Mining acknowledgments in ADS¶

Thomas P. Robitaille (Homepage)

NOTE: The background and results are discussed in this blog post.

Comments/improvements welcome! The source for this notebook lives on GitHub.

This work is licensed under a Creative Commons Attribution-NonCommercial-ShareAlike 3.0 Unported License.

license

This notebook was created using Python 3.3.

Introduction¶

In this notebook, I will show how we can use the SAO/NASA ADS developer API to access statistics about how often words/phrases are used in acknowledgment sections of papers. To run the notebook, you will need an ADS API developer key set in the ADS_DEV_KEY environment variable. See the adsabs-dev-api repository for more details on obtaining a key.

As an aside, we will make use of the brewer2mpl package in order to improve the look of the plots:

In [1]:

import brewer2mpl
mpl.rcParams['axes.color_cycle'] = brewer2mpl.get_map('Dark2', 'qualitative', 7).mpl_colors
mpl.rcParams['figure.figsize'] = (9,6)

Querying the database¶

We start off by getting the developer key from the environment variable and setting the base URL for the query:

In [2]:

import os
DEV_KEY = os.environ['ADS_DEV_KEY']
BASE_URL = 'http://adslabs.org/adsabs/api/search/'

Next, we can start preparing an example query, which is stored as a dictionary of keyword/value pairs:

In [3]:

params = {}

The q parameter is used to specify the query. In our case we want to query the acknowledgment section of papers, so we use the ack:<string> syntax:

In [4]:

params['q'] = 'ack:simbad'  # searches for the word 'simbad'

We then specify which fields we want the query to return. For the purposes of this notebook, we only care about the publication date:

In [5]:

params['fl'] = 'pubdate'

Finally, we set the maximum number of rows for each query and the API key:

In [6]:

params['rows'] = '10'  # use a small value for now
params['dev_key'] = DEV_KEY

Since the results returned are split up, with a limit of 200 results for each request, we have to make the query multiple times, specifying a different starting point (which we give with the start parameter) every time. Let's start off by executing the request for start==0:

In [7]:

import requests
params['start'] = 0
r = requests.get(BASE_URL, params=params)

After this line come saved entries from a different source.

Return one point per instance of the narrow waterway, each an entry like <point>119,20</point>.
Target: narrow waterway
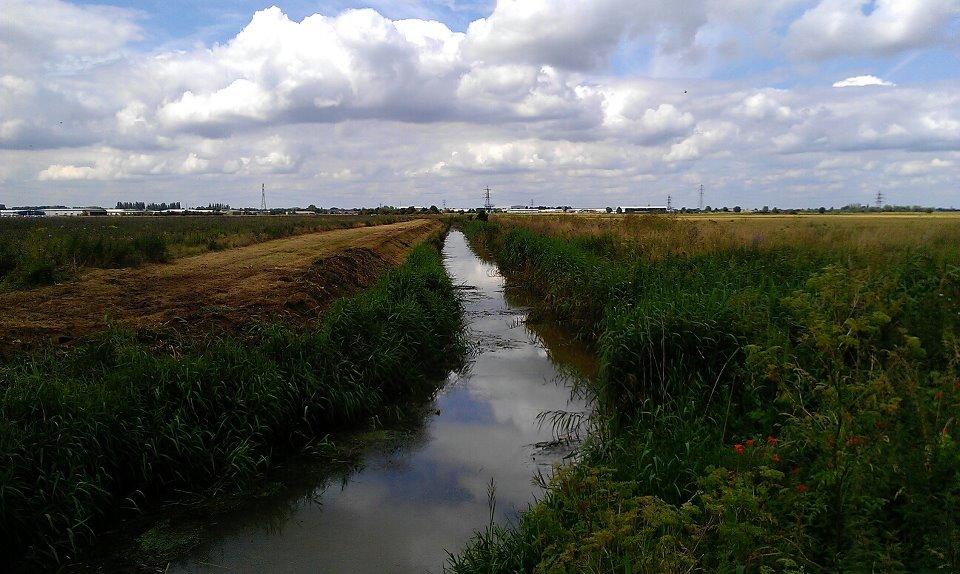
<point>411,503</point>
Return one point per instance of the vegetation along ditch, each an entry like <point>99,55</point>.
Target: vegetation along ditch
<point>773,396</point>
<point>123,420</point>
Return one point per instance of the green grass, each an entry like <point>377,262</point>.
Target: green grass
<point>116,423</point>
<point>762,406</point>
<point>36,252</point>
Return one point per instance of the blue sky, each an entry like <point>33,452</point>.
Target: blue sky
<point>583,102</point>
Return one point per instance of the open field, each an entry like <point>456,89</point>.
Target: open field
<point>288,277</point>
<point>48,250</point>
<point>775,394</point>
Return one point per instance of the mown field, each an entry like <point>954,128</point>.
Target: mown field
<point>42,251</point>
<point>776,394</point>
<point>124,419</point>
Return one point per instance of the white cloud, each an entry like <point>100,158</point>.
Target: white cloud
<point>861,81</point>
<point>62,35</point>
<point>882,27</point>
<point>408,111</point>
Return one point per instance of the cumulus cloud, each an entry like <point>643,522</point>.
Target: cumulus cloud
<point>880,27</point>
<point>861,81</point>
<point>357,104</point>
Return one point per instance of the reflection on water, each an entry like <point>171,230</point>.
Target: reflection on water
<point>408,506</point>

We can then parse the results (which are returned as a JSON object):

In [8]:

import simplejson
data = simplejson.loads(r.text)

Let's now access the results by iterating over data['results']['docs']. Each result element is a dictionary containing the requested fields and a few ohter default fields:

In [9]:

data['results']['docs'][0]

Out[9]:

{'bibcode': '2013MNRAS.434.3423G', 'id': '9873361', 'pubdate': '2013-10-00'}

so we can extract all the publication dates with:

In [10]:

for d in data['results']['docs']:
    print(d['pubdate'])

These are in the YYYY-MM-DD format, but note that the day is zero in the above cases (which the API docs say is expected behavior). For the purposes of plotting these dates, we only care about the year:

In [11]:

year = d['pubdate'].split('-')[0]
print(year)

In the remainder of this notebook, we will care only about yearly statistics (due to small number statistics) but one could also repeat the same analysis on a monthly basis.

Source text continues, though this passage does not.